The staff hired to work with Shah at HypeDocs all happen to be women, not because of their gender but because they were the best people for the role, she says. Having diverse staff enables companies to understand and meet the needs of people from different perspectives and creates a positive atmosphere. 

Claims that there is a lack of readily available talent from underrepresented populations is an excuse that has been used in the tech industry for its lack of women in the workplace but oversimplifies the real problem. Shah points out that rollout campaigns that don’t market in spaces where women can see it, screening processes that cancel out underrepresented groups, and companies with reputations for being unsafe work environments for women are why companies might struggle to acquire diverse staff.

Many women come into the work environment so damaged, that they accept a toxic company culture, Shah has observed. She’s also seen the contrast of good and bad leadership. With a clear vision for what she wants to accomplish in the industry, she encourages others to do the same and looks forward to a future welcoming and equitable tech environment. 

“I focus on my mission statement, which is I want to build a better tomorrow,” said Shah. “I recommend everyone to try to identify what their mission is” and stay true it.

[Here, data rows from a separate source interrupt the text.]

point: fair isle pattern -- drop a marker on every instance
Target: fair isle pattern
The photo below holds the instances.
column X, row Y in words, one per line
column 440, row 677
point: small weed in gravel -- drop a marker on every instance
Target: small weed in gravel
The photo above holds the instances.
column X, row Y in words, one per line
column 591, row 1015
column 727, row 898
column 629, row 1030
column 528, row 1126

Bullied for being the “nerdy girl” growing up, Shah says her experience at St. Michael’s, the Catholic college affiliated with the U of T, was instrumental in giving her the safety, freedom and flexibility to be her full self.

“I would say for me personally, it was really giving me a space and a way for me to feel comfortable exploring who I am,” said Shah. “Growing up as a girl that was interested in coding and as the only girl in a coding class of 20, I never felt comfortable being the nerdy girl. I used to get bullied for liking the things that I did. I feel like St. Mike’s gave me that safe space where I could explore all the different sides of me. It was just incredible people that I still talk to on a fairly regular basis.”

Passionate about encouraging young girls to consider careers in STEM (science, technology, engineering and mathematics), Shah volunteers her time to participate in initiatives that teach children how to code, provide student career mentorship, as well as speaking at conferences and events about tech, leadership and diversity. Her message to them and others is that the qualities and experiences that make them different can also be their greatest sources of creative power and ingenuity when they learn to embrace it.